Bandcamp: il costo della libertà musicale

In un’epoca in cui la musica sembra ridotta a rumore di fondo da consumare velocemente sulle piattaforme streaming, Bandcamp continua a difendere un’idea quasi romantica dell’ascolto: quella in cui un disco non è soltanto una serie di file, ma un’opera concreta, un gesto umano, una relazione diretta tra chi crea e chi ascolta.
Ed è proprio questo il primo grande merito della piattaforma. Bandcamp permette anche agli artisti invisibili ai radar dell’industria — band senza grandi etichette alle spalle, musicisti lontani dagli algoritmi e dai negozi mainstream — di esistere davvero. Di pubblicare un vinile, un cd, una cassetta e, quindi, di raggiungere appassionati sparsi nel mondo senza dover passare attraverso i filtri delle multinazionali musicali. Per chi ama davvero la musica, Bandcamp è diventato una miniera inesauribile di scoperte: album sorprendenti, spesso molto più vivi, veri, sinceri e coraggiosi di quelli prodotti dai nomi più celebrati del mercato globale.
Il secondo grande pregio è economico ed etico insieme. Bandcamp riconosce agli artisti una percentuale di ricavi più alta rispetto ai grandi servizi streaming o alle grandi piattaforme di vendita online, permettendo a molti musicisti indipendenti di sostenersi in modo più dignitoso. Non è solo una questione di soldi: è il tentativo di restituire valore al lavoro creativo, in un sistema che, troppo spesso, considera la musica un contenuto gratuito e sacrificabile.
Eppure, proprio qui emerge il paradosso. Perché Bandcamp, essendo costruito su una rete di piccole etichette, micro-distributori e artisti che spediscono personalmente i propri dischi, si scontra con una realtà brutale: i costi di spedizione. Molto spesso, infatti, il prezzo della spedizione arriva a equivalere al costo stesso del disco, oppure incide per un ulteriore 50%, 60%. E, allora, purtroppo, l’entusiasmo dell’appassionato si spegne davanti al carrello finale. Non perché manchi la voglia di sostenere una band nuova, ma perché il prezzo complessivo diventa difficile da giustificare. Succede così qualcosa di profondamente contraddittorio: il sistema nato per aiutare gli artisti indipendenti rischia di spingere gli ascoltatori verso le grandi piattaforme globali.
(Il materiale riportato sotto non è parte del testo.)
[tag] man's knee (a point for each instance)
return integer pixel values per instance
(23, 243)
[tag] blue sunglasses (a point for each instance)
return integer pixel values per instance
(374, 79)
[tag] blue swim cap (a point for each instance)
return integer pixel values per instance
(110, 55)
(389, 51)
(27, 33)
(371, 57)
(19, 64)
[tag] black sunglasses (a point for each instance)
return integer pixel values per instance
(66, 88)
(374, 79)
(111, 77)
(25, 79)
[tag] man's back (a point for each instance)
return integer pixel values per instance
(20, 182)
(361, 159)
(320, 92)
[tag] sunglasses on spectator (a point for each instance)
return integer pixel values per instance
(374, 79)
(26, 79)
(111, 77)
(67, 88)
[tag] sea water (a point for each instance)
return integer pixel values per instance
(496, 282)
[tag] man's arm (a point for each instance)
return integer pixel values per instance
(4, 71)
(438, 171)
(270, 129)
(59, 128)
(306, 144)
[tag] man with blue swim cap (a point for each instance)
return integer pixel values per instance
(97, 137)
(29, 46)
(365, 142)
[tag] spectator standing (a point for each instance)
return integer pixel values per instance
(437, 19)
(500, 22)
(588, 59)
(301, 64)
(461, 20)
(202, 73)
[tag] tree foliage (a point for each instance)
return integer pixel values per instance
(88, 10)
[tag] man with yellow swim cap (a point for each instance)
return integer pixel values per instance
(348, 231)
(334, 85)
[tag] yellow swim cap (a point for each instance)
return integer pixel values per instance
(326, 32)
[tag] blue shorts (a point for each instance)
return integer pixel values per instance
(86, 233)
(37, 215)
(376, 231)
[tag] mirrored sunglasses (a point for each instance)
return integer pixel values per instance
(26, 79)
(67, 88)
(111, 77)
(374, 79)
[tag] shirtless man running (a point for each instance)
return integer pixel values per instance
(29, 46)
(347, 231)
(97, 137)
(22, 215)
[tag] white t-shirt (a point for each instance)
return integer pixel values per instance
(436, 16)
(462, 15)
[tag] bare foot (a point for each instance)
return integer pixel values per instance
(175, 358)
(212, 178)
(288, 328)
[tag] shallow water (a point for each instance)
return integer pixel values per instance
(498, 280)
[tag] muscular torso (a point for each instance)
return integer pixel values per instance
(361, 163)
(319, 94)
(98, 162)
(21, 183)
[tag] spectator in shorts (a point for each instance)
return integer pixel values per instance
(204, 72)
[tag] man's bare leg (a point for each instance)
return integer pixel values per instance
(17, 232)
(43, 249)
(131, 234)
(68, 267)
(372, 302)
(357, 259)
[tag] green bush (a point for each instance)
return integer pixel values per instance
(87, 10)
Perché se un vinile da 20 euro finisce per costarne 42, mentre lo stesso album, magari, apparirà, tra qualche mese, su Amazon, a 26 euro, con spedizione inclusa tramite Prime, la scelta diventa, necessariamente, meno ideale e più economica. E non è una questione di cinismo: è semplicemente il peso concreto della realtà quotidiana.
Il problema, naturalmente, non è Bandcamp in sé. Ci sono i costi dei servizi postali, spesso sproporzionati anche all’interno dello stesso territorio italiano, ci sono gli imballaggi, le spedizioni internazionali, le difficoltà logistiche affrontate da realtà minuscole che non hanno il potere contrattuale dei colossi globali. Ma proprio per questo, forse, servirebbe un cambio di prospettiva più ampio. Forse i governi dovrebbero considerare vinili, cd e prodotti culturali indipendenti come beni da tutelare, alleggerendo i costi postali. E forse anche Bandcamp dovrebbe trovare una formula nuova: accordi logistici internazionali, spedizioni cumulative, abbonamenti annuali per chi acquista spesso, una sorta di “Bandcamp Prime” etico capace di competere, almeno in parte, con i giganti dell’e-commerce. Perché altrimenti il rischio è evidente: gli artisti indipendenti continueranno ad avere libertà creativa, ma sempre meno persone riusciranno, concretamente, a sostenerli acquistando la loro musica fisica.
Persino i celebri “Bandcamp Friday”, pur importanti, spesso non riescono, davvero, a incidere sul prezzo finale pagato dagli utenti. Lo sconto o la quota maggiore destinata agli artisti viene, comunque, divorata dalle spese di spedizione. E allora resta quella sensazione frustrante: avrei comprato due dischi, ne compro forse uno, oppure rinuncio del tutto. Ed è forse questo il nodo centrale della questione: oggi non manca il desiderio di sostenere la musica indipendente. Mancano le condizioni economiche per farlo senza sentirsi penalizzati. Se il mercato culturale continuerà a premiare soltanto chi possiede infrastrutture gigantesche e logistiche aggressive, il rischio è che la diversità musicale sopravviva artisticamente, ma venga soffocata commercialmente. E sarebbe una perdita enorme. Per gli artisti, per gli ascoltatori, e per la musica stessa.